Arment v. City of Dodge City

97 Kan. 94 | Kan. | 1916

The opinion of the court was delivered by

West, J.:

The plaintiff sued the city and its commissioners to enjoin the paving of a certain street. The defendants in response to a notice appeared by counsel and successfully resisted the granting of a temporary injunction. No summons was issued. It was averred, among other things, that the defendants had entered into a contract for the paving and had appointed appraisers who were appraising all the lands in the paving district instead of the abutting property which alone would be liable; that the resolution declaring the necessity of the work had not been published as required, by law. All this was before the passage of any ordinance ascertaining the amount of the assessments. More than thirty days after the passage of such ordinance the plaintiffs filed an amended and supplemental petition and summons was issued and served on the defendants, who moved to strike from this pleading the words “amended and supplemental” because no summons had been issued upon the original petition, which motion was sustained. The defendants then answered, denying the plaintiffs’ allegations and pleading the thirty-day statute of limita*95tions (Laws 1913, ch. 112, § 1). An agreed statement of facts was presented which contained the admission that the resolution declaring the necessity of the work had not been published as required by law and that the ordinance ascertaining the amount of the assessment was not published until nearly two months after the date when the defendants appeared in response to the motion and resisted the granting of the temporary injunction. The cause came on for hearing “upon the legal questions involved therein,” and during the progress of the hearing the trial court made the following among other statements:

“Nothing shown here that indicates the City did not have authority to act, authority to adopt the ordinance and provide for the paving and to assess the cost of it against the property. Now, it may he that they made a mistake and assessed it against property to the center of the block when they should have assessed it only against the abutting property owners; it may be, .but is that such a question now that can be raised at this time as to the thirty days’ limitation? I question it very much, gentlemen. ... It may be they made a mistake in where they ought to have collected the money, but was it not the intention of the Legislature to provide this thirty-day provision to cover just such cases as this?
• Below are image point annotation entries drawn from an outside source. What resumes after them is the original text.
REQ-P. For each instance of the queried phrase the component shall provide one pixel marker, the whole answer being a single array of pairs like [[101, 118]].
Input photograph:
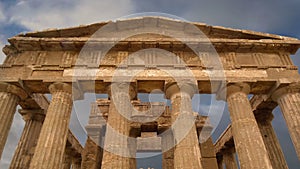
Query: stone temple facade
[[181, 63]]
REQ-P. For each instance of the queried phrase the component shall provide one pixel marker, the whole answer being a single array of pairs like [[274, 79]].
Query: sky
[[271, 16]]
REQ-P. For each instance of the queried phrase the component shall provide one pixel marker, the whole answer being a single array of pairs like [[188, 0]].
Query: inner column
[[119, 147], [186, 153], [264, 119], [9, 98], [50, 149], [288, 99], [248, 141], [24, 151]]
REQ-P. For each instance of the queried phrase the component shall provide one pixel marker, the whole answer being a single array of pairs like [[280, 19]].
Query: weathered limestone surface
[[229, 160], [208, 155], [248, 141], [76, 163], [9, 97], [119, 149], [92, 155], [220, 162], [50, 149], [167, 145], [187, 152], [25, 149], [289, 102], [264, 118], [67, 160]]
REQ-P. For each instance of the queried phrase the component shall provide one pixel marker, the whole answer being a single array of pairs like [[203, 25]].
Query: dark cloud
[[274, 16]]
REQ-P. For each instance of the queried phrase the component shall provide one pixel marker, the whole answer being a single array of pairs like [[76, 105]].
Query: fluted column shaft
[[24, 151], [264, 118], [167, 144], [220, 161], [229, 160], [248, 141], [9, 97], [50, 149], [119, 147], [289, 102], [187, 152]]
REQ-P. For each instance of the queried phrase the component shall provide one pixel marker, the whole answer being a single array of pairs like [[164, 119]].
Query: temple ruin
[[54, 62]]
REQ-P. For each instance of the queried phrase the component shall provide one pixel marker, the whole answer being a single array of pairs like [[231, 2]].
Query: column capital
[[174, 89], [125, 87], [65, 87], [264, 115], [277, 94], [9, 88], [32, 114], [232, 88]]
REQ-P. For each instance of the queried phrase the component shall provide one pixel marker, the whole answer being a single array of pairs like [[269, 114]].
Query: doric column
[[186, 153], [50, 149], [33, 125], [119, 147], [76, 163], [9, 97], [264, 118], [229, 159], [208, 156], [248, 141], [167, 145], [92, 155], [288, 99]]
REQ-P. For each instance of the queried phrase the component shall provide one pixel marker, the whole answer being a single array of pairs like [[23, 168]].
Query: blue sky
[[272, 16]]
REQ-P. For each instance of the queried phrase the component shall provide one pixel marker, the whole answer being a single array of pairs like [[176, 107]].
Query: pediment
[[215, 32]]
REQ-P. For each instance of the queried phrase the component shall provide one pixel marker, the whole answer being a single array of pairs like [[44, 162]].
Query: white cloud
[[2, 16], [2, 55], [37, 15]]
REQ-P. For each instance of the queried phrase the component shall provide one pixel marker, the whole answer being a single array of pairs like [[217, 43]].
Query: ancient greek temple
[[177, 59]]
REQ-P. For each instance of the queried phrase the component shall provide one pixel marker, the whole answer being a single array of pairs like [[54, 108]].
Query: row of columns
[[249, 143]]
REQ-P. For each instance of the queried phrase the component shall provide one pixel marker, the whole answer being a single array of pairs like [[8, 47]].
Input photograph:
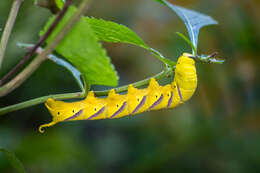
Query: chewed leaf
[[81, 47], [193, 20], [76, 74], [14, 161], [116, 33], [109, 31]]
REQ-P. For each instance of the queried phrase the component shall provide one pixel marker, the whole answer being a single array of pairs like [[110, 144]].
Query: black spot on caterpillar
[[135, 101]]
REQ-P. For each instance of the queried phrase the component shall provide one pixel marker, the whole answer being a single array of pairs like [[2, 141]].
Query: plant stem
[[21, 77], [8, 28], [40, 41], [166, 72]]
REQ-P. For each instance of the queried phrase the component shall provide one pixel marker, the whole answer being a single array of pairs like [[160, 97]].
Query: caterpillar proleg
[[135, 101]]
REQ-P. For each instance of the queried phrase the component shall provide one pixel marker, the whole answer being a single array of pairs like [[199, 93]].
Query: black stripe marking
[[179, 92], [139, 105], [75, 115], [97, 113], [156, 102], [170, 100], [119, 110]]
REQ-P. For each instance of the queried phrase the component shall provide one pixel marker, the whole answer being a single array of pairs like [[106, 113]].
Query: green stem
[[8, 28], [165, 73], [21, 77]]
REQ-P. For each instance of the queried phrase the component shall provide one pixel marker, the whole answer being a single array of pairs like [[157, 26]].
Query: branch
[[165, 73], [8, 28], [40, 41], [21, 77]]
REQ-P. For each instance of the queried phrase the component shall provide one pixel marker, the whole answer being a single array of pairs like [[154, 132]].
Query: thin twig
[[40, 41], [165, 73], [8, 28], [21, 77]]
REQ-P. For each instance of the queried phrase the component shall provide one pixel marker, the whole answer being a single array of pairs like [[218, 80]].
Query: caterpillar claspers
[[135, 101]]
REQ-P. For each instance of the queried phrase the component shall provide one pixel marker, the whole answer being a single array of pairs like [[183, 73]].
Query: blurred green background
[[218, 130]]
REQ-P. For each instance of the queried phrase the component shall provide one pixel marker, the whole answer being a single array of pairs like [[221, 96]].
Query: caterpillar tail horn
[[46, 125]]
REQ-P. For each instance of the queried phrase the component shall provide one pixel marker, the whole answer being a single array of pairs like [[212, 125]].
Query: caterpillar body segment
[[135, 101]]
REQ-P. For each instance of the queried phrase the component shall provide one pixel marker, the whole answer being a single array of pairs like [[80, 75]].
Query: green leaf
[[82, 49], [187, 40], [60, 3], [14, 161], [76, 74], [193, 20], [116, 33]]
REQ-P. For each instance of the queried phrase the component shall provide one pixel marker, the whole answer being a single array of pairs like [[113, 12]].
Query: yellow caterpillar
[[135, 101]]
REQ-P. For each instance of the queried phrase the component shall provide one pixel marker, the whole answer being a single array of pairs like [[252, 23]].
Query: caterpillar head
[[61, 111], [186, 58]]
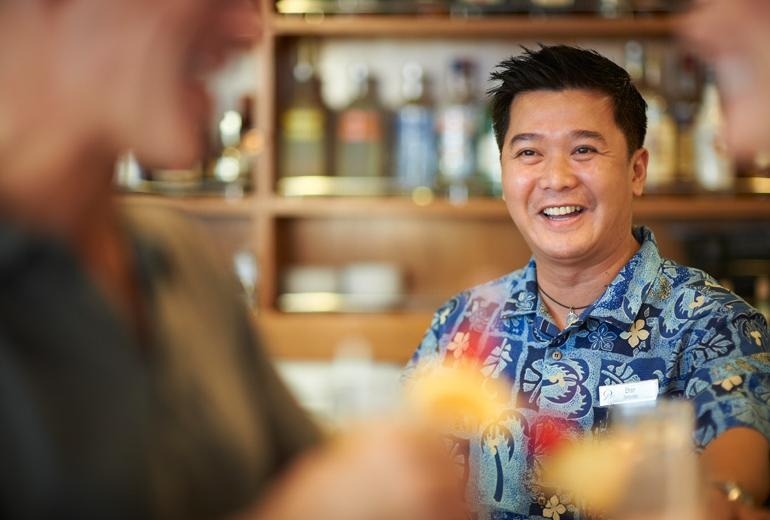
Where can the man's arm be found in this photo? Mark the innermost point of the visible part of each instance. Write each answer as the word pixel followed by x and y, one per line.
pixel 740 455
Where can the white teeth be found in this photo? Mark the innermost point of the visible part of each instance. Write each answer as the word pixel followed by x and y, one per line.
pixel 558 211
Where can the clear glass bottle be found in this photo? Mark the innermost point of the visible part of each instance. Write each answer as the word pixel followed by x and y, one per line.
pixel 714 170
pixel 458 127
pixel 488 158
pixel 645 69
pixel 360 129
pixel 684 109
pixel 303 143
pixel 416 159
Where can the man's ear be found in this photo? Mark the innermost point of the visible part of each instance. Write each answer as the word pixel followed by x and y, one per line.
pixel 639 170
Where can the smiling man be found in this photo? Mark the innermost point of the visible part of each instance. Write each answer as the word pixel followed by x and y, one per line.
pixel 596 306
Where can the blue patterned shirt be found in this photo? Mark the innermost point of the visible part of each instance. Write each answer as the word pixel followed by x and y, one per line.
pixel 656 320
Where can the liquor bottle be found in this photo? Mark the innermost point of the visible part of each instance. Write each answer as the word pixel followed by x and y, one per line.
pixel 458 126
pixel 303 147
pixel 415 135
pixel 360 129
pixel 251 142
pixel 713 169
pixel 683 109
pixel 488 157
pixel 661 140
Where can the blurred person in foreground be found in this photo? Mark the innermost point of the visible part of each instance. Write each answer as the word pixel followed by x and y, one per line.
pixel 596 305
pixel 131 385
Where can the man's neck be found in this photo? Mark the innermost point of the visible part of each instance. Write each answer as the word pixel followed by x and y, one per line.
pixel 579 284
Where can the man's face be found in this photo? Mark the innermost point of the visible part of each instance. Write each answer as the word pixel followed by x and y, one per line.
pixel 567 178
pixel 165 51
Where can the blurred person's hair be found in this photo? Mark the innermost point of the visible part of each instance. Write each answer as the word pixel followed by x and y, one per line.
pixel 561 67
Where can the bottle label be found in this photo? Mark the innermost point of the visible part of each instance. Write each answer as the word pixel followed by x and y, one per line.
pixel 356 126
pixel 303 124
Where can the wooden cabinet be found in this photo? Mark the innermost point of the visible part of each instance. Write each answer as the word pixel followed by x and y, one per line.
pixel 441 247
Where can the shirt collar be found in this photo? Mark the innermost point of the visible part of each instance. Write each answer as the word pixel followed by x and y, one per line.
pixel 621 301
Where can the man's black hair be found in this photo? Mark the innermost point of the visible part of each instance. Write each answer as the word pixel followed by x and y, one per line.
pixel 561 67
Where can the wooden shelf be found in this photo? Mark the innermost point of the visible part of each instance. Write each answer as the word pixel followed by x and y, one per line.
pixel 392 336
pixel 669 207
pixel 207 206
pixel 703 207
pixel 492 27
pixel 385 207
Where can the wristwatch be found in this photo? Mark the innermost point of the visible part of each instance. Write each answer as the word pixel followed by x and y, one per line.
pixel 734 492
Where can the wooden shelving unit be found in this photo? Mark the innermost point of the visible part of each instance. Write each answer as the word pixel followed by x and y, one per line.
pixel 444 247
pixel 499 27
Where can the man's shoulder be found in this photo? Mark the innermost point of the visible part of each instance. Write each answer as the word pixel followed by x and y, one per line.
pixel 698 289
pixel 497 289
pixel 488 294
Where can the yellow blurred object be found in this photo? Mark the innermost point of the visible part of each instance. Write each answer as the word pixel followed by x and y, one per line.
pixel 597 472
pixel 456 397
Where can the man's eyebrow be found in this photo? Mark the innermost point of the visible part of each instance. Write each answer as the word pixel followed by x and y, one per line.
pixel 524 137
pixel 588 134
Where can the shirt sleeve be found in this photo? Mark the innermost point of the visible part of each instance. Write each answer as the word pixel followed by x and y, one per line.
pixel 731 385
pixel 430 352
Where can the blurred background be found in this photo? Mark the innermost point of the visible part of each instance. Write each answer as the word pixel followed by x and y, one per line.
pixel 352 177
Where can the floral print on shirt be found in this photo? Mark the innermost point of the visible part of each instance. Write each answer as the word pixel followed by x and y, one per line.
pixel 656 320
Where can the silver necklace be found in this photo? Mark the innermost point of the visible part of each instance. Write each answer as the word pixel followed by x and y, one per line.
pixel 572 316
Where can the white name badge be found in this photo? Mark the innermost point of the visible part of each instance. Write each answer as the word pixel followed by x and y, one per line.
pixel 628 393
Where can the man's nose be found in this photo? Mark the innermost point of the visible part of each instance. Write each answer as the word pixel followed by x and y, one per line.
pixel 558 174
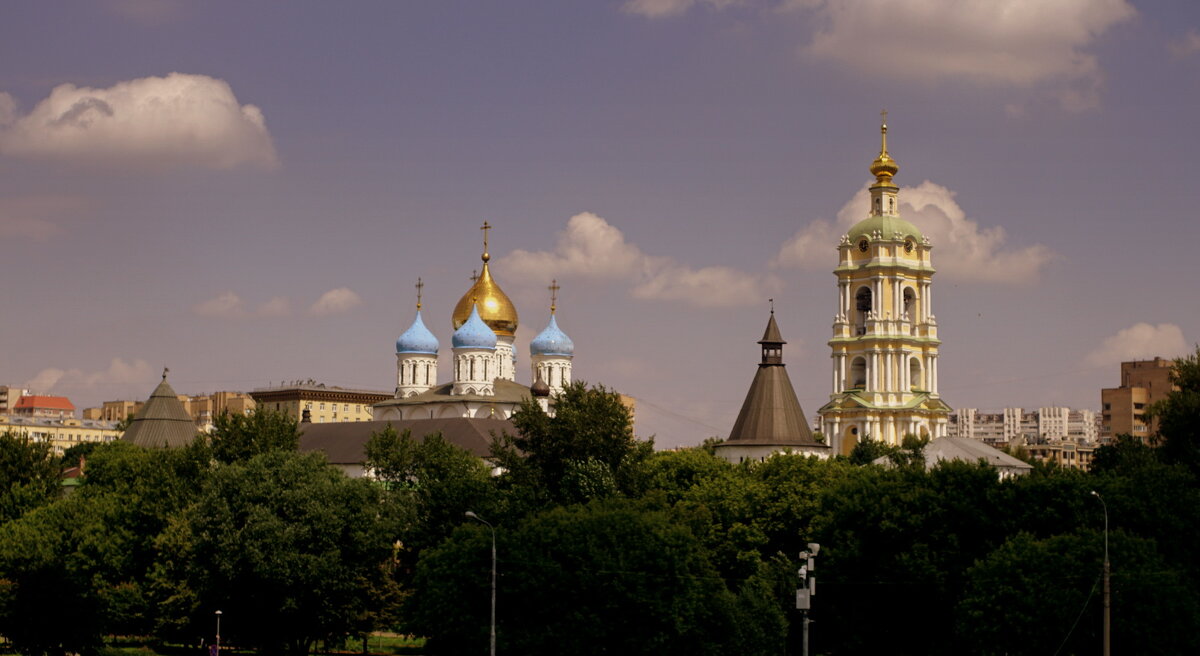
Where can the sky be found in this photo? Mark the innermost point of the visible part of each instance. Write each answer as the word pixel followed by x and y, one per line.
pixel 247 192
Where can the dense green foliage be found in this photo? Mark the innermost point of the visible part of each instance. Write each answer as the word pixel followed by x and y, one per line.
pixel 237 438
pixel 604 546
pixel 29 475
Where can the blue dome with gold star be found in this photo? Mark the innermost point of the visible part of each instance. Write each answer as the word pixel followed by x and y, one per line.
pixel 418 338
pixel 474 333
pixel 552 341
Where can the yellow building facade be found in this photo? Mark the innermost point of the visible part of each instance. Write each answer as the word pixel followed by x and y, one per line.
pixel 61 434
pixel 885 341
pixel 324 403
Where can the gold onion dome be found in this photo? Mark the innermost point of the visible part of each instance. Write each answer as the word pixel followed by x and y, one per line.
pixel 885 167
pixel 495 307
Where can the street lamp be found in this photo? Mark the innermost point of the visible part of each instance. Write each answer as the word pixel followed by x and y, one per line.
pixel 480 519
pixel 805 593
pixel 1108 576
pixel 219 631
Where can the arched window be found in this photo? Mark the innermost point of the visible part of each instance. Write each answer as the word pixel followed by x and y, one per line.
pixel 862 308
pixel 857 374
pixel 916 380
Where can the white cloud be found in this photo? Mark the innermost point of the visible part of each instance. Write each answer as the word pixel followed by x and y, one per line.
pixel 1140 341
pixel 1187 46
pixel 145 122
pixel 7 109
pixel 990 42
pixel 335 301
pixel 961 248
pixel 591 247
pixel 119 372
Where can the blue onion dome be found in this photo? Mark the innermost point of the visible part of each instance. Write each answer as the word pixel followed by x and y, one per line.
pixel 418 338
pixel 474 333
pixel 552 341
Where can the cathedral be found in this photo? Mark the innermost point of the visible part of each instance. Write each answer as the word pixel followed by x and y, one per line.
pixel 885 335
pixel 484 363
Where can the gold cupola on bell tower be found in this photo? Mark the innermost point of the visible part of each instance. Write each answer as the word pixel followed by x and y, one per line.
pixel 495 307
pixel 885 167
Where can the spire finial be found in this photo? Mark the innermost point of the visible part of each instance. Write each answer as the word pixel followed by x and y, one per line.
pixel 883 167
pixel 883 132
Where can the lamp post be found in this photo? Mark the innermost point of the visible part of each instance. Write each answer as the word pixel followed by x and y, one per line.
pixel 1108 576
pixel 219 631
pixel 480 519
pixel 805 593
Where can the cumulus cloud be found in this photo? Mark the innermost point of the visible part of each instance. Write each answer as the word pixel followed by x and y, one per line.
pixel 996 42
pixel 1187 46
pixel 169 121
pixel 119 372
pixel 335 301
pixel 591 247
pixel 1140 341
pixel 963 250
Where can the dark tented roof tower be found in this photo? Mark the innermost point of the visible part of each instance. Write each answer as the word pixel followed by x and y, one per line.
pixel 162 422
pixel 771 419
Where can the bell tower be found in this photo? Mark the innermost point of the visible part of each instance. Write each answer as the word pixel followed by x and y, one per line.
pixel 885 335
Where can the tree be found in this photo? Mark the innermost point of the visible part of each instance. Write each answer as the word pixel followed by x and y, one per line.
pixel 237 437
pixel 29 475
pixel 435 479
pixel 607 577
pixel 89 555
pixel 1179 414
pixel 287 547
pixel 586 450
pixel 1049 594
pixel 1125 453
pixel 867 451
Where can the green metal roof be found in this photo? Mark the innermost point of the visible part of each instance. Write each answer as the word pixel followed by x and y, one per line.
pixel 887 226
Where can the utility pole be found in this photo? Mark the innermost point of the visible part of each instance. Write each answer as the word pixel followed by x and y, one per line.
pixel 1108 581
pixel 805 593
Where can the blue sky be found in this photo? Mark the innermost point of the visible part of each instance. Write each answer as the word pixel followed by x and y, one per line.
pixel 246 192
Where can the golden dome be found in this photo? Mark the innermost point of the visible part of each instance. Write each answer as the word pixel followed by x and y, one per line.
pixel 495 307
pixel 885 167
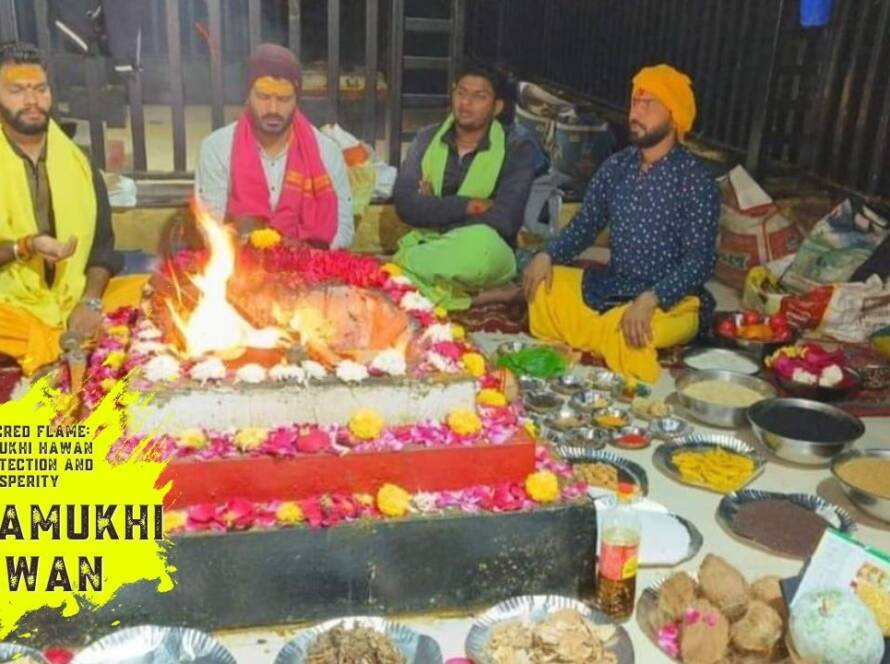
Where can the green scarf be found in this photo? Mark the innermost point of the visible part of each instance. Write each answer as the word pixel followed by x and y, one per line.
pixel 482 177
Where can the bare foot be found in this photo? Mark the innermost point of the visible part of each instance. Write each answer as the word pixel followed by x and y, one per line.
pixel 508 294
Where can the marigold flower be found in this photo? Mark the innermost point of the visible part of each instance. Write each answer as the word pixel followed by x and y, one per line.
pixel 265 238
pixel 289 513
pixel 464 422
pixel 193 439
pixel 542 486
pixel 366 424
pixel 393 500
pixel 489 397
pixel 474 363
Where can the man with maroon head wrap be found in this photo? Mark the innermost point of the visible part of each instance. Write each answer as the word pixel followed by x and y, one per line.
pixel 272 167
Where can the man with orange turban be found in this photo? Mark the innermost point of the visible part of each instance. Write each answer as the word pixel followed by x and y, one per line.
pixel 662 208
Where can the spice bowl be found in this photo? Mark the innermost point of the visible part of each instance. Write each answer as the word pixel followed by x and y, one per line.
pixel 805 432
pixel 631 438
pixel 612 418
pixel 542 402
pixel 669 428
pixel 589 438
pixel 590 401
pixel 567 384
pixel 603 379
pixel 532 384
pixel 566 418
pixel 871 503
pixel 509 347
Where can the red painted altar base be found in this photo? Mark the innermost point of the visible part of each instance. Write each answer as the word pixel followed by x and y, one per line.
pixel 414 469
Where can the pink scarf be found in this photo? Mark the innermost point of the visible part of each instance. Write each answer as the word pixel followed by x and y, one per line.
pixel 307 209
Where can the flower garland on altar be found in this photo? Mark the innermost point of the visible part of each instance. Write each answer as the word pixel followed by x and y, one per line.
pixel 390 501
pixel 132 340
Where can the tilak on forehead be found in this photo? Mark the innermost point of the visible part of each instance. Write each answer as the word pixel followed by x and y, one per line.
pixel 26 73
pixel 273 86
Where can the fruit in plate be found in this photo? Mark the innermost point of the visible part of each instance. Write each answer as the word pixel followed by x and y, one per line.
pixel 756 332
pixel 726 327
pixel 751 317
pixel 808 364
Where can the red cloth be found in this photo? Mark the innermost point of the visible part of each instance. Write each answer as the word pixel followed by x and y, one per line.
pixel 307 209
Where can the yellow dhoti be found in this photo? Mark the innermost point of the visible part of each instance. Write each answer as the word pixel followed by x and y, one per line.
pixel 560 314
pixel 33 343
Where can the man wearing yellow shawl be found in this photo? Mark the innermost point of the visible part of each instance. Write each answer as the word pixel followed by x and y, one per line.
pixel 662 208
pixel 56 243
pixel 464 186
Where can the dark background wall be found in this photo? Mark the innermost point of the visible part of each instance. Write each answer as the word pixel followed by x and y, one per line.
pixel 815 98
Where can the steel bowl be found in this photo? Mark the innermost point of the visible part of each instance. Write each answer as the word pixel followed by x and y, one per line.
pixel 870 503
pixel 603 379
pixel 568 384
pixel 589 438
pixel 728 357
pixel 837 429
pixel 532 384
pixel 566 418
pixel 509 347
pixel 542 402
pixel 613 412
pixel 850 384
pixel 731 417
pixel 631 430
pixel 669 428
pixel 590 400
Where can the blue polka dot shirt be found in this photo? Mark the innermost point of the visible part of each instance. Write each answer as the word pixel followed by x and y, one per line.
pixel 663 230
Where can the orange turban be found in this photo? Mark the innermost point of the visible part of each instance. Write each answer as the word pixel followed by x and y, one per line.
pixel 673 88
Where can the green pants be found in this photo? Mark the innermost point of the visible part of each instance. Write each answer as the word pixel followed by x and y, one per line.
pixel 447 267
If a party was wrongfully assessed and he ought not to have been assessed, should he not have .come in within thirty days so that the City may change the assessment and repeal their orders to pass new ones and fix the costs where they ought to be? Is n’t that the real purpose rather than permit people to come in a year and a half later, perhaps, when the property is being sold for taxes, and then object? I think that is the fair way to look at the matter.”

Again:

“It is needless for the court to say further that the amendment to the petition made upon March 19th and the summons issued at that time will not date back to the time when the petition was first filed, September 19th, 1913, and that the case as now presented to the court cannot be deemed to date back any further than March 27th, 1914, which was the date of the amendment or the filing of the supplemental petition, so called.”

Two points are presented by the appeal: The effect of the appearance by the defendants, and the right to raise by supplemental pleading after the thirty-day period had expired the question that the improvement instead of being a pavement of the usual convex kind was in reality a storm sewer or a concave pavement of a street through a low part of the city for general city drainage purposes. The defendants have filed no brief.

*96When the original petition was filed and the notice served upon the defendants and they appeared by counsel without attempting in any way to limit their appearance they were in court for all purposes. It was needless to issue a summons to bring them into court because they were already in. (Hanson v. Hanson, 86 Kan. 622, 122 Pac. 100; Woodhouse v. Land & Cattle Co., 91 Kan. 823, 139 Pac. 356.) Therefore the cause of action, if any, stated in the original petition was one which existed not only before the expiration but before the beginning of the thirty-day period and was entitled to consideration by the court.

It is argued that if the improvement was for the purpose of draining a large section of the city the expense should have been charged to the city and not to the abutting owners, and that such owners might not have consented to the destruction of their street by changing it into a sewer for the benefit of people who paid no taxes upon such street, and that such extraordinary result could not have been foreseen within thirty days from the time the amount of the assessments was ascertained. The court, however, following Gardner v. City of Leavenworth, 94 Kan. 509, 146 Pac. 1000, and cases there cited, holds that with the expiration of the statutory period this defense to the assessment was cut off.

The judgment as to the amended and supplemental petition is sustained. The judgment as to the. original petition is reversed and the cause is remanded for further proceedings in accordance herewith.